By the early 1970s, the affordable housing stock along Upper Market Street and the surrounding Castro neighborhood attracted gay residents and business owners, who began restoring Victorian homes and opening businesses along Upper Market, 18th, and Castro Streets. Harvey Milk opened a camera shop at 575 Castro Street in 1972; his activism on behalf of the neighborhood later led to his election to the San Francisco Board of Supervisors, making him the first openly gay person elected to public office in California.

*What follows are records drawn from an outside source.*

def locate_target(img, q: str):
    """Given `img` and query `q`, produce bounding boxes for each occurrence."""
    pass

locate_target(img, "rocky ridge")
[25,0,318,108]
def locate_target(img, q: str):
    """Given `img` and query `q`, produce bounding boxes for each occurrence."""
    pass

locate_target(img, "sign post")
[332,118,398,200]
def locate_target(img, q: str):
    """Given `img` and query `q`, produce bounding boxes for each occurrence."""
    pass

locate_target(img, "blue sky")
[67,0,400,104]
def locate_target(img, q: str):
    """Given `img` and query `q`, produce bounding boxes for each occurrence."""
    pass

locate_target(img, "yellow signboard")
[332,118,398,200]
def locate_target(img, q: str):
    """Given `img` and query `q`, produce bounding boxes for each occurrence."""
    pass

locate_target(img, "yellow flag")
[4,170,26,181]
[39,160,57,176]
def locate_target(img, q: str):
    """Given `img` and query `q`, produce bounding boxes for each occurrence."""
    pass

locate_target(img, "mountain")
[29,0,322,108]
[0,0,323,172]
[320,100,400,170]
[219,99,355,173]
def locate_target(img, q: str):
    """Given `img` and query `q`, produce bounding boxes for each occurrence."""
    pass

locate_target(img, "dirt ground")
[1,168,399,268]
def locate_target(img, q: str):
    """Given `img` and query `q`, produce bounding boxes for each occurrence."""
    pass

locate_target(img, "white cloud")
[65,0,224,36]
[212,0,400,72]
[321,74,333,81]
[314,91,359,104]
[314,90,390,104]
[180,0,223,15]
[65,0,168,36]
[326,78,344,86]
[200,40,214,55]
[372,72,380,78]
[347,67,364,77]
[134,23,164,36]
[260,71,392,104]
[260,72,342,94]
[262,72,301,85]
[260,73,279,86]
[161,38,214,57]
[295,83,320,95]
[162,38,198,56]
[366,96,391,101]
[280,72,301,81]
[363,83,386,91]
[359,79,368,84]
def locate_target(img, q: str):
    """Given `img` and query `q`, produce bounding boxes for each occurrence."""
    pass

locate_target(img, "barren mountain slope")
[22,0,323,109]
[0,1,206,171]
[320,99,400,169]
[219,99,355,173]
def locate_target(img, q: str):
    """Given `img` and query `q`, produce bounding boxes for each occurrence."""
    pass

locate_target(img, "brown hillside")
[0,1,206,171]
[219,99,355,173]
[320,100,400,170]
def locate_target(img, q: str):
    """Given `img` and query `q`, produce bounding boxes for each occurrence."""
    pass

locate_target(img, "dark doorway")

In 2019, the San Francisco Board of Supervisors unanimously passed an ordinance, authored by Supervisor Rafael Mandelman, establishing the Castro LGBTQ Cultural District, whose stated mission is to preserve and promote the cultural legacy of the Castro and Upper Market area for LGBTQ communities.

== Context ==

The San Francisco General Plan's Market and Octavia Area Plan identifies Upper Market as one of the plan area's Neighborhood Commercial Districts and calls for encouraging housing and retail infill along Upper Market Street to support its commercial vitality.

Upper Market Street is served at its southwestern end by the F Market & Wharves line, a heritage streetcar operated by Muni using restored vintage rolling stock. The F line's western terminus is at the intersection of Castro and Market Streets. After the Market Street streetcar tracks were retained following the opening of the Muni Metro subway in 1982, the Board of Supervisors approved permanent F line service; Muni restored tracks to Upper Market Street in 1987 and the F line began full-time year-round service on September 1, 1995. Below street level, the Castro Street Station provides access to the Muni Metro subway.